I poured myself a glass of lunch, sat down at my desk and fired up the machine. As the datastick poured its contents into memory, I cracked my knuckles and pulled up some homebrew code. I pointed it at the files I’d just loaded and let it run in the background. It was something that I’d cobbled together with the help of English a few years back, and it was designed to look for links and connections, and suggest further paths to follow. It didn’t always work that well - in the early days, I’d been looking for a siamese cat for a Mrs King, and it had suggested that the most likely thief was Yul Brynner, but it had been refined a bit since then.
The icon on the screen revolved slowly, indicating that it was ploughing through the terabytes of data - it was unlikely that it would produce anything in under a couple of hours. I left the code to do its thing.

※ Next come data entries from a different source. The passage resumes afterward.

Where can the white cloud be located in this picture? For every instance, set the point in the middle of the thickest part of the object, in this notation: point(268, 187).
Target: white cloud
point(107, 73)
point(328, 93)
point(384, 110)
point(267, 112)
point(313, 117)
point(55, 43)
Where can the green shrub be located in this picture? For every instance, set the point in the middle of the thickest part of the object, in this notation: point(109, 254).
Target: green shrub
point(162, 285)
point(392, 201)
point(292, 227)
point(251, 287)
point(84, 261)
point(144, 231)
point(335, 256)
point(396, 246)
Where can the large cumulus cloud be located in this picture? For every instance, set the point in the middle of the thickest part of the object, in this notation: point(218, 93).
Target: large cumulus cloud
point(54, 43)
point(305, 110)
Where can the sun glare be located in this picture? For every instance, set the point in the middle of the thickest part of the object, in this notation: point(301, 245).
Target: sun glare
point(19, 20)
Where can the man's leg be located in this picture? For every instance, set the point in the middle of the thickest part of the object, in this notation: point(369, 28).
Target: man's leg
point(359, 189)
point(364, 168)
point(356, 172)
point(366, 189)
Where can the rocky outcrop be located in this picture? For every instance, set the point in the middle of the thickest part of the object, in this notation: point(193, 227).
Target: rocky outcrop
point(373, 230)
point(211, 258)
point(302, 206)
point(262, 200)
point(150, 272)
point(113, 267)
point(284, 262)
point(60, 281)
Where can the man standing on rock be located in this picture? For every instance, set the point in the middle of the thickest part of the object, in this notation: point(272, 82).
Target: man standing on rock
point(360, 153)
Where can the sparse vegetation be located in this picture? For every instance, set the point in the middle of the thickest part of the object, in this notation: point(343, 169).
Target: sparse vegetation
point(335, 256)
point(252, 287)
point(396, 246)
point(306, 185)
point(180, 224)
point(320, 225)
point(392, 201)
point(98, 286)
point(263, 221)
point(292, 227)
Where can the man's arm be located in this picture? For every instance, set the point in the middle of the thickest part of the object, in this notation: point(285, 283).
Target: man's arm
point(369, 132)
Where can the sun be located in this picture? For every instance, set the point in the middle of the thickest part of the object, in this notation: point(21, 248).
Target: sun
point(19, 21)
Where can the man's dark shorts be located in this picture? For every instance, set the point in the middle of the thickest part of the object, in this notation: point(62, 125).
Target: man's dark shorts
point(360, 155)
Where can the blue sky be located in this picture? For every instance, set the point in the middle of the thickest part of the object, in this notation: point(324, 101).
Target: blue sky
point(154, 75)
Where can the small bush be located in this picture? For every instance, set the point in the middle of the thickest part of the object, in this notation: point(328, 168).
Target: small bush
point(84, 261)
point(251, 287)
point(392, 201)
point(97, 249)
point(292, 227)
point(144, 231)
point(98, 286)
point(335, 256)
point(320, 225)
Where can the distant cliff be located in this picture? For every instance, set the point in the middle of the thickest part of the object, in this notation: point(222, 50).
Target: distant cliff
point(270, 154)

As the afternoon sun played off the glass in my hand, I reviewed the facts. Within five hours of taking the case, somebody had apparently tried to kill me, I was up $200 and down one hat. Also, there was something that Chastity had said earlier that was bugging me. I tried to think what it was, but it stayed out of reach like a $40 bottle of scotch when you’ve only got $39 in your wallet.
All of which made me think this was probably the most interesting case I’d landed for a good long time. I’d enjoy cracking this one. Or end up dead.
While the code wrangled the data, my thoughts drifted back to the conversation in Captain Russo’s office...
“Able. Listen up.”
“I’m all ears, Captain.”
“No. You’re all smart-alec mouth - that’s your problem, now zip it and listen. I’ve got a job for you.”
I kept my mouth shut.
“We’ve got a leak.”
“Do I look like a plumber?”
What can I say? Old habits die hard.
“Someone in this Precinct is leaking information. Over the past six months, fourteen cases that should have been guaranteed prosecutions have failed because the defence got wind of something. Witnesses have been silenced. Vital documents have gone missing. A couple of raids that should have been formalities have been blown because somehow the target knew we were coming.”
“Okay.” I said. “Where do I fit in to all this?”
“If I get Internal Affairs in here it’ll be like putting out a banner saying ‘We’re on to you.’ Whoever it is will just shut down for a while and that’ll be that. You, however...” he continued. “...nobody looks twice at you. You’re in and out of here often enough, you’re reliable, and even though you’re a wise-ass, you’re a trustworthy wise-ass.”
I decided to take that as a compliment.
“I need you to see what you can turn up without ruffling any feathers. For the time being, you report to me, and me only. Okay?”
I thought it over. I didn’t like the idea of snooping on people I’d worked with, but then again, lives could be at risk if this got out of hand.
“Good.” said Captain Russo. He filled me in on what little information he had, and then I was back on my way to the archives.
That had been a couple of hours ago. Thinking about it, it could actually work to my advantage. I’d have a reason to be in the station without needing to call in favours. That meant I’ve have pretty much unrestricted data access for a while, which could only come in handy. And like the Captain said, nobody really took much notice of me, so it’s not like I’d have to come up with some elaborate cover story.
My concerns about the morals of the job were allayed, there was nothing I could do with the data for a while and the cat was fed. Conscious of the fact that Chastity was paying me by the hour, I walked over to the sofa, kicked off my shoes and grabbed some shut eye.